The Caisse won’t be letting go of two Quebec icons; the Queen Elizabeth hotel in Montreal and the Château Frontenac in Quebec City, which is undergoing a $70-million renovation. The plan’s mandate includes contributing to the Quebec economy and it tends to keep a significant number of investments in the province.
The cost of maintaining historic properties has been soaring and the pension plan had been mulling whether to sink more money into the Royal York and Hotel Vancouver for a while. “They’re phenomenal assets, hugely challenging because the capital required is immense, but you just know that something special could and should happen,” Daniel Fournier, Ivanhoe Cambridge’s chief executive, said in an interview last year.
On Thursday, company executive Sylvain Fortier confirmed both will be sold.

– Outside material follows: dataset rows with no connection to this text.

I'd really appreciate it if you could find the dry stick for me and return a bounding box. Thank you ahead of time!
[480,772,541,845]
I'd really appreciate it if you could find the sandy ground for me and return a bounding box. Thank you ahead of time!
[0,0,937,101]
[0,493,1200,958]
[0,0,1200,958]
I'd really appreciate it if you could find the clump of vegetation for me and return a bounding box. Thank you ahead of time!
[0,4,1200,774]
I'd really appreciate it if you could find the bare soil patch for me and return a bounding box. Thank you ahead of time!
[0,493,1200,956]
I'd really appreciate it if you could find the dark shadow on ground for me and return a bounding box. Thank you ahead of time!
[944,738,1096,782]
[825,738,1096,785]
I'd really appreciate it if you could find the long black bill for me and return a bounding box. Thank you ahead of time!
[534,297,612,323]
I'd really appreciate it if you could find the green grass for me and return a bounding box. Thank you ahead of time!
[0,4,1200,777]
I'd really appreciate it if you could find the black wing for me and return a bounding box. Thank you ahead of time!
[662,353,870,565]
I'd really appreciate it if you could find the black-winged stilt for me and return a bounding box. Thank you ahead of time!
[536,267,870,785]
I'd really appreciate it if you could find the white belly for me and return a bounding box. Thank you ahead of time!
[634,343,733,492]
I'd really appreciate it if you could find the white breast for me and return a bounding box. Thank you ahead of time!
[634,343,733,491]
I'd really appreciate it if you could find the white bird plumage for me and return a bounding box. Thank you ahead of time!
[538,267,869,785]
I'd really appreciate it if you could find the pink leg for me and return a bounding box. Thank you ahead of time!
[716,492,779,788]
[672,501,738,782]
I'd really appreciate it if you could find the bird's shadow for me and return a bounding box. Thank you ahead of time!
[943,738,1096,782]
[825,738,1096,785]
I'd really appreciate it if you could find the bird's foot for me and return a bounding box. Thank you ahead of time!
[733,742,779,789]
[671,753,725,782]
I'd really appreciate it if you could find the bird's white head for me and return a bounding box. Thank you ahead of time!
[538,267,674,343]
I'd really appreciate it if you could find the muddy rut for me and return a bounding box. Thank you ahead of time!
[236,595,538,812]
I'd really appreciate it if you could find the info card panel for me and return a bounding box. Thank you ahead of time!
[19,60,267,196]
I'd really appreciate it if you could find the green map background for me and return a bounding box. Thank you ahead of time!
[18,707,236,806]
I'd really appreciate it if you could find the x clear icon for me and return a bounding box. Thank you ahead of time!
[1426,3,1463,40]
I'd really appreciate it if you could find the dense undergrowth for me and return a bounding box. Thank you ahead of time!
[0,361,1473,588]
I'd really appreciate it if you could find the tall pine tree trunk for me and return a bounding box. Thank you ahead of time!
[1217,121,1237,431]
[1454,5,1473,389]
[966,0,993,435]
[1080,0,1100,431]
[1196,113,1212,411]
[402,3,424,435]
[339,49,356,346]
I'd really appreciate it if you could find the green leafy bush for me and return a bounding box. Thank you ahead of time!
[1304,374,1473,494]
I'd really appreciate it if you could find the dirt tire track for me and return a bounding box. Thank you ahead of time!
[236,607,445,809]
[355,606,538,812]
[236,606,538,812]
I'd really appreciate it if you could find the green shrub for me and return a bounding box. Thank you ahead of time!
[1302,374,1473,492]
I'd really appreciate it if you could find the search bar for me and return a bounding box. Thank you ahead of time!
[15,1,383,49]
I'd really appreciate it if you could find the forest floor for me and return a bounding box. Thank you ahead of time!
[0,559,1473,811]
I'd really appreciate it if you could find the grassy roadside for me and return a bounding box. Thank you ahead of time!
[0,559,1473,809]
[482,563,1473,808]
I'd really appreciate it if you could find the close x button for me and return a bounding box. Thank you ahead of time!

The change in ownership could lead to significant alterations at the properties, although they will almost certainly continue to be run as Fairmont hotels. Fairmont’s contract to operate both runs for several decades and the company will play a role in choosing the buyer.
“Ownership changes are not uncommon in the lodging sector and [Fairmont] has supported other properties through this process, ensuring a seamless transition of operations between owners,” a Fairmont spokesman said.
CPR owned a string of luxury hotels across Canada for decades shortly after its founding in 1881, including the Hotel Vancouver and Château Frontenac. In 1999, Canadian Pacific’s hotel business bought Fairmont and adopted the hotel brand. It was reorganized into Fairmont Hotels & Resorts Inc. two years later and that company has chosen to concentrate on managing hotels rather than owning them.
Ivanhoe bought its portfolio of Fairmont hotels in 2007, just before the financial crisis hit and curtailed travel and tourism. It has since written down the value of the properties on its books. “Honestly, [the sale] is not going to be our best return, simply because we bought in ’07,” said Mr. Fortier. “Anybody who would pretend that they made a great return buying something in ’07 would either be lying or lying.”
He said Ivanhoe has done work to renovate or upgrade more than 200 rooms in the 1,363-room Royal York, and also decided to do some work on the lobby level of Hotel Vancouver before selling it.
Hotels are considered a risky asset class because travel can be volatile. The Royal York and Hotel Vancouver are in sought-after locations but the new owners will have to decide how much money they want to invest to lure more business. “For Vancouver we know a lot of Asian investors are looking, and for Toronto we expect some European and American money looking, so it will be an interesting dynamic,” Mr. Fortier said.